HSA Bank in Sheboygan, Wis., and UMB Financial Corp. in Kansas City, Mo., both report that interest among employers is strong ahead of the 2011 enrollment period.
"The number of requests for proposals and requests for information are up a lot for January enrollments from Fortune 500 groups," said Kirk Hoewisch, president of HSA Bank.
Dennis Triplett, chief executive of the company's UMB Healthcare Services unit, said he is "encouraged and cautiously optimistic" that HSA growth rates are set to improve.
"People now are truly making plans for the 2011 benefit enrollment period that will include more HSAs than in the past," Triplett said.
In the months before President Obama signed healthcare reform into law, in March, employers were putting off major health insurance decisions as they waited for the debate to play out.
The industry held its breath and contemplated the possibility that health savings accounts would effectively be done away with.
Now, while there are still unanswered questions about how the new law will impact HSAs, it appears the products, which are paired with high-deductible insurance, will survive.
"There is a consensus that HSAs will continue to exist," said Kunal Pandya, senior analyst for health insurance and payments at the research firm Aite Group LLC in Boston.
Some of the banks and health insurers that Pandya has spoken with expect an additional 3% to 5% increase in adoption of consumer-directed health care plans such as HSAs, he said.
Triplett said that 30% to 35% growth rates for UMB's HSA business over the coming years is "reasonable."
Despite the slowdown in HSA growth among new employers last year, there's evidence that the number of accounts grew nonetheless.
Largely because of employee uptake, for example, HSA Bank's account total grew by 51,000 between June 2009 and May of this year.
And there is much more potential for growth among individual employees who are eligible for HSAs but who have not opened them, Hoewisch said.
Forty percent of "covered lives" have not opened HSAs, he said, citing the trade group America's Health Insurance Plans. As of May 31, HSA Bank had 311,000 individual accounts and $905 million in HSA deposits, Hoewisch said.
In the months and years ahead, regulators will spell out rules for HSAs and other insurance. Certain restrictions are already in place because of the bill itself; they include rules on what can be bought with HSA funds.
And in 2013, the minimum threshold for being able to claim an itemized deduction for healthcare expenses will go from 7.5% of adjusted gross income to 10%.
One outcome of healthcare reform could be an increased emphasis on sales to individuals, not just groups, Pandya said. It's presumed that many of the 32 million newly insured Americans would use the state-based health insurance exchanges that are to be established in 2014.

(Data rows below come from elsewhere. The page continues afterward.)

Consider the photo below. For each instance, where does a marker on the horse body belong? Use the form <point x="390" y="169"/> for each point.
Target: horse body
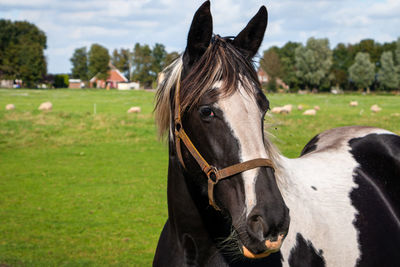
<point x="338" y="204"/>
<point x="339" y="195"/>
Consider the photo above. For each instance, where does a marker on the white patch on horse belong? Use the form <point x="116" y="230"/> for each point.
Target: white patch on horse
<point x="242" y="115"/>
<point x="316" y="188"/>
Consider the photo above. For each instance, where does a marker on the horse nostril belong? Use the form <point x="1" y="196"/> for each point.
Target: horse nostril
<point x="257" y="227"/>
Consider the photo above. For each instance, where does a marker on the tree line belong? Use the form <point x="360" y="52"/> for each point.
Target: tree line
<point x="22" y="57"/>
<point x="142" y="63"/>
<point x="362" y="66"/>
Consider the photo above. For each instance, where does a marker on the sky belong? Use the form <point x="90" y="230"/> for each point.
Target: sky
<point x="70" y="24"/>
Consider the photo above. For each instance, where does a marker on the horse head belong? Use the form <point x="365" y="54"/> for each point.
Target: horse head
<point x="219" y="103"/>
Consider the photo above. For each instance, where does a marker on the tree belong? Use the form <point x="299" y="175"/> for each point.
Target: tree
<point x="79" y="62"/>
<point x="22" y="47"/>
<point x="142" y="65"/>
<point x="288" y="64"/>
<point x="170" y="57"/>
<point x="397" y="52"/>
<point x="159" y="54"/>
<point x="122" y="60"/>
<point x="61" y="81"/>
<point x="342" y="60"/>
<point x="387" y="75"/>
<point x="362" y="72"/>
<point x="98" y="61"/>
<point x="271" y="64"/>
<point x="313" y="61"/>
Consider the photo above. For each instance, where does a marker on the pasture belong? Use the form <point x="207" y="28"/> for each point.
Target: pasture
<point x="85" y="189"/>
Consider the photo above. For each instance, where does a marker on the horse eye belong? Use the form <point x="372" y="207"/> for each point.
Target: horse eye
<point x="206" y="112"/>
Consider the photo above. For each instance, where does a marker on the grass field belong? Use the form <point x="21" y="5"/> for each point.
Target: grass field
<point x="85" y="189"/>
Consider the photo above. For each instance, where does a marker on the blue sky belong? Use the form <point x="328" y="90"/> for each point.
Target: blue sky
<point x="122" y="23"/>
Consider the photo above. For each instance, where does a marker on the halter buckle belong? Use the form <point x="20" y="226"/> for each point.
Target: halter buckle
<point x="212" y="174"/>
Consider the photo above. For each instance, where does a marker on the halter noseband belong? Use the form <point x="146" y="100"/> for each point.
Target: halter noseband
<point x="213" y="174"/>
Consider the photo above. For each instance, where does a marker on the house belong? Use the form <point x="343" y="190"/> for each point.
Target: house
<point x="114" y="78"/>
<point x="263" y="78"/>
<point x="128" y="86"/>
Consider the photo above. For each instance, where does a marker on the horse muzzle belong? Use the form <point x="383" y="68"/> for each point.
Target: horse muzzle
<point x="272" y="246"/>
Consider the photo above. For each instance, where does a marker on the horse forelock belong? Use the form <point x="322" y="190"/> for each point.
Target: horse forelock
<point x="221" y="62"/>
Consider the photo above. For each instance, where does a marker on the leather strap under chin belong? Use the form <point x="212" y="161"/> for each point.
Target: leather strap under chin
<point x="213" y="174"/>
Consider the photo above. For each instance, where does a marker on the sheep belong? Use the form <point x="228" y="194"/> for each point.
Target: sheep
<point x="134" y="110"/>
<point x="46" y="106"/>
<point x="10" y="107"/>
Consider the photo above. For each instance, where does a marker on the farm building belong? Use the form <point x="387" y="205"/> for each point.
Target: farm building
<point x="128" y="86"/>
<point x="114" y="78"/>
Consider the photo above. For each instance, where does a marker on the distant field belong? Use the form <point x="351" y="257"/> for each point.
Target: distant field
<point x="85" y="189"/>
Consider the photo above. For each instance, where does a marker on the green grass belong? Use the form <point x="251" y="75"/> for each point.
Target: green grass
<point x="85" y="189"/>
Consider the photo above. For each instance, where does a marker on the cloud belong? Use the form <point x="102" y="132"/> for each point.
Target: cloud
<point x="122" y="23"/>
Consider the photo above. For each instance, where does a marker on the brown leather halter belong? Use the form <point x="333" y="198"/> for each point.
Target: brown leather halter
<point x="213" y="174"/>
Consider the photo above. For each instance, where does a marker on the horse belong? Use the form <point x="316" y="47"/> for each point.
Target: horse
<point x="234" y="200"/>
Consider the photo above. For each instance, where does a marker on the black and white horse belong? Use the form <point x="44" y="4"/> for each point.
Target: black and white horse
<point x="336" y="205"/>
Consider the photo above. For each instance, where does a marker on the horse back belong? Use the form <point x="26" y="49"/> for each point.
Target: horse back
<point x="376" y="196"/>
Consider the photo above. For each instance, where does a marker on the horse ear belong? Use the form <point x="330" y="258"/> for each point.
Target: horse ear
<point x="250" y="38"/>
<point x="200" y="34"/>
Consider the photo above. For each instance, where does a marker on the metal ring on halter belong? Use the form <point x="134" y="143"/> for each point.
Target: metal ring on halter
<point x="212" y="175"/>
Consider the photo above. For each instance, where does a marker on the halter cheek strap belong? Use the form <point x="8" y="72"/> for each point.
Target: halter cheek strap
<point x="213" y="174"/>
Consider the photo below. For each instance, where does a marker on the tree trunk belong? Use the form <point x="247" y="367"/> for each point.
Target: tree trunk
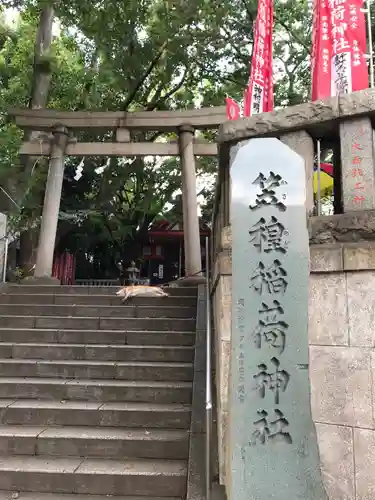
<point x="41" y="82"/>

Many banks and other financial institutions are looking to strike partnerships with health insurers to promote consumer-directed health care products such as HSAs through the networks, Pandya said.
"Based on my conversations with those in the industry, financial institutions would take on more of a retail approach to selling, which they have not done in the past," he said. The HSA industry may not be out of the woods yet, however.
Some observers say that as the new law is interpreted over the years health savings accounts "will eventually be regulated to death or made less relevant," Hoewisch said.
Most of the regulatory guidance will relate to insurance providers rather than banks, he added. "We just provide the HSA account," Hoewisch said. "It's what the carriers do that matters."